Tinha apenas 16 anos quando a política lhe 'piscou o olho' e aos 21 entrou para o PCP, por ser a única forma de combater o fascismo, a PIDE e a guerra colonial, e de lutar pela liberdade, a democracia, eleições livres e o fim do colonialismo. Um partido que deixaria nos anos 90 por considerar que estava "esgotado" para passar a erguer a bandeira do Bloco de Esquerda. Depois de uma década como deputado, em 2013, a doença bateu-lhe à porta e roubou-lhe a voz.

João Semedo está de volta à arena política, mas a verdade é que nunca deixou o debate: a despenalização da morte assistida tem sido uma das suas frentes de batalha. 

Não tem "qualquer dúvida" de que a liderança do Bloco está em boas mãos e, afiança, na Geringonça, "ninguém está refém de ninguém".

Semedo quer 'conquistar' o Porto nas autárquicas do dia 1 de outubro, mas para isso tem de 'destronar' o atual presidente, Rui Moreira, um candidato com independência "relativa", faz notar, considerando a sua atuação "frustrante e desequilibrada". "Muita promessa, muito anúncio mas pouca obra", critica.

Já sobre Marcelo Rebelo de Sousa, destaca que se comporta, "demasiadas vezes, como primeiro-ministro", invadindo o campo do Governo e condicionando-o. E fá-lo não por causa da veia de comentador, mas sim por "motivações políticas", analisa. 

Começo por lhe perguntar como está a sua saúde? Pode dizer-se que venceu o cancro?

A minha saúde está ótima, estou curado depois das cirurgias e tratamentos que fiz a um cancro das cordas vocais. A situação está completamente resolvida, estou muito bem, a única coisa que mudou foi a minha voz, é mais metálica e rouca do que era.

Recuando ao ano em que soube da doença, lembra-se do dia em que recebeu o diagnóstico?
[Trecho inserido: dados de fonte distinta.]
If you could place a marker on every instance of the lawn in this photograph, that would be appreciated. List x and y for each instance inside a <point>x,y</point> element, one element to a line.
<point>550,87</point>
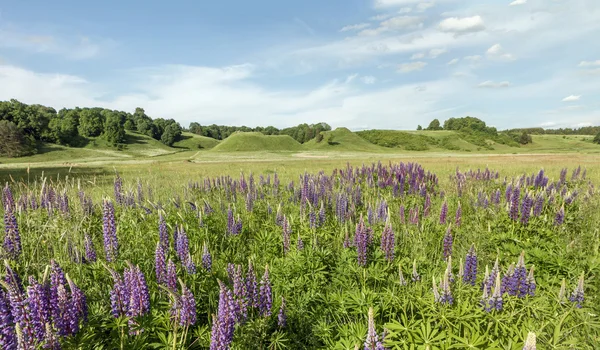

Claro que lembro, apesar de já ter sido em 2013. Foi logo a seguir à campanha das autárquicas daquele ano, estava muito rouco, pensei que seria de ter esforçado excessivamente a voz durante a campanha. Procurei um médico otorrino e o diagnóstico foi claro, a lesão numa corda vocal era maligna, não deixava qualquer dúvida.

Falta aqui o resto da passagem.